16 Der Beklagte Ziff. 1 hat entgegen § 7 Abs. 5 S. 1 StVO den Fahrstreifen gewechselt, da eine Gefährdung
anderer Verkehrsteilnehmer nicht nur nicht ausgeschlossen, sondern in hohem Maße durch ihn begründet war.
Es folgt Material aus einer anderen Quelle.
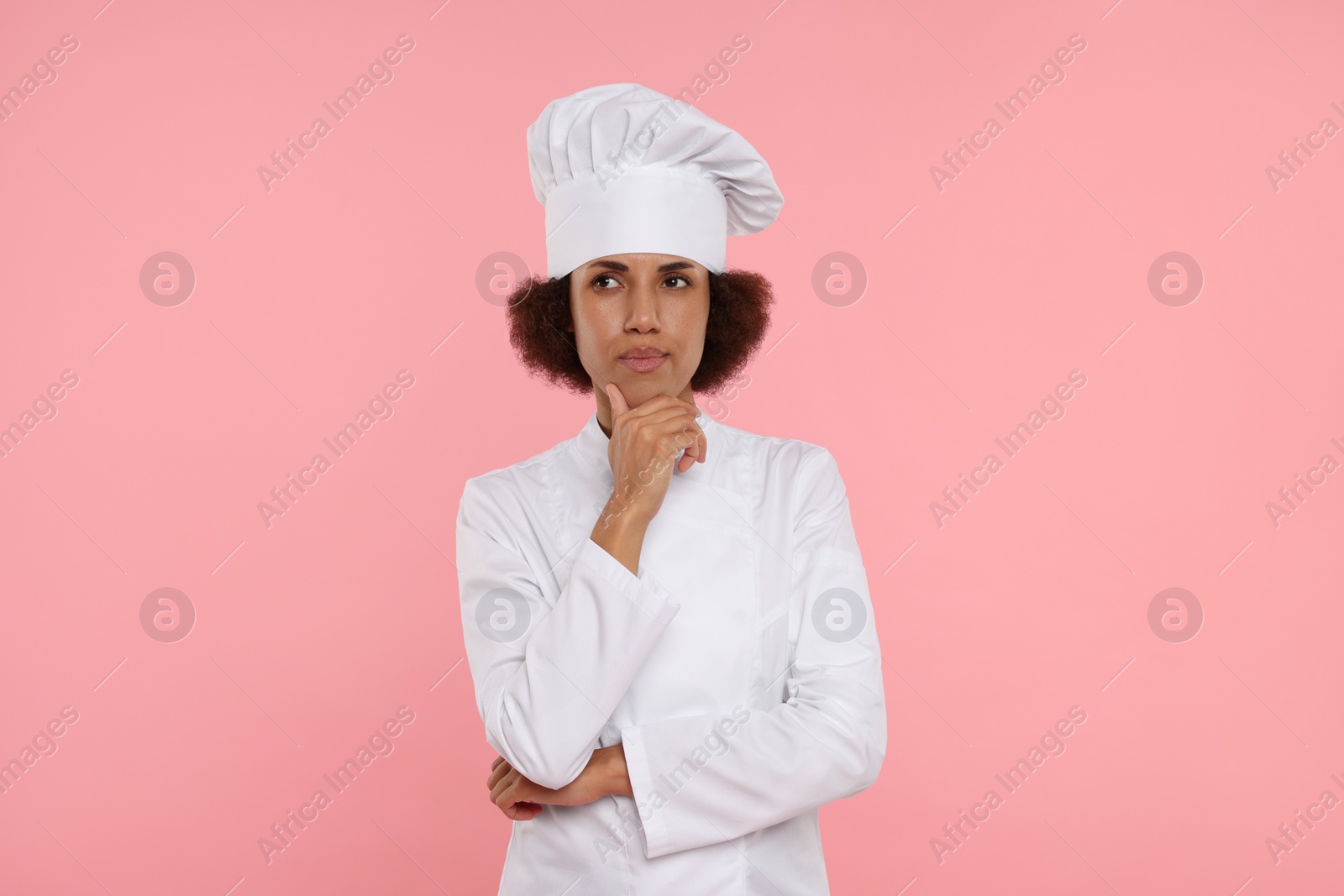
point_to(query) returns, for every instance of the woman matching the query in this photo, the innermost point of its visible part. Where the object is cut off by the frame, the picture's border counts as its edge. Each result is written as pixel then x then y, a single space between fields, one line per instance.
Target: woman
pixel 667 618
Ist ein zeitlich und örtlich naher Zusammenhang zwischen einem Auffahrunfall und einem vorausgegangenen
Fahrspurwechsel zu bejahen, spricht der Beweis des ersten Anscheins für eine unfallursächliche Missachtung
der sich aus § 7 Abs. 5 S. 1 StVO ergebenden gesteigerten Sorgfaltspflichten durch den vorausfahrenden
Spurwechsler (OLG Bremen VersR 1997, 253; KG VersR 2006, 563; Hentschel/König/Dauer,
Straßenverkehrsrecht, 40. Aufl. 2009, § 7 StVO Rn. 17 m.w. Nachw.). So liegt der Fall auch hier. Ein
Fahrstreifenwechsel darf wegen seiner auf der Hand liegenden latenten Gefahren nur unter Beachtung
äußerster Sorgfalt durchgeführt werden (KG VRS 109, 10; OLG Brandenburg VersR 2003, 1566). Er ist nach §
7 Abs. 5 S. 1 StVO untersagt, wenn eine Gefährdung anderer Verkehrsteilnehmer nicht auszuschließen ist. Bei
dichtem Verkehr oder Kolonnenbildung ist deshalb das Wechseln in aller Regel auf das Ausnutzen großer
Lücken beschränkt, welche ausreichenden Abstand nach hinten und vorn ermöglichen (OLG Hamm VersR
1992, 624). Im Streitfall war dies von vornherein ausgeschlossen, weil nach den eigenen Angaben des
Beklagten Ziff. 1 im Rahmen der informatorischen Anhörung der Abstand zwischen dem Kläger und dem VW
Golf der vorausfahrenden Zeugin R… lediglich 15 m betragen hat (S. 3 des Protokolls vom 11.11.2009). Da der
Kläger nach den nachvollziehbaren Feststellungen des Sachverständigen Dipl. Ing. R… mit einer
Geschwindigkeit von etwa 25 km/h auf das Fahrzeug des Beklagten Ziff. 1 aufgefahren ist, muss die
Geschwindigkeit des Beklagten Ziff. 1 beim Fahrstreifenwechsel mindestens so hoch gewesen sein. Daraus,
dass der Beklagte Ziff. 1 weiter vorträgt, er sei schneller gefahren als der Kläger (S. 3 der
Berufungsbegründung), ist abzuleiten, dass die Ausgangsgeschwindigkeit des Beklagten Ziff. 1 etwa 30 bis 40
km/h betragen haben muss. Nach der Grundregel „halber Tachowert“ als einzuhaltender Mindestabstand (BGH
NJW 1968, 450; Hentschel/König/Dauer, a.a.O., § 2 StVO Rn. 6) hätte daher eine Lücke von ca. 30 m
vorhanden sein müssen, um einen ausreichenden Sicherheitsabstand nach vorn und nach hinten einhalten zu
können. Dies war bei weitem nicht der Fall. Vielmehr betrug dieser nach der Erinnerung des Beklagten Ziff. 1
lediglich 2 oder 3 m sowohl zum Pkw des Klägers als auch zum Fahrzeug der Zeugin R… (S. 3 des
Protokolls). Unter diesen Umständen kann der Gegenbeweis, der Auffahrunfall sei ohne ein Verschulden des
Beklagten Ziff. 1 geschehen, von den Beklagten nicht geführt werden.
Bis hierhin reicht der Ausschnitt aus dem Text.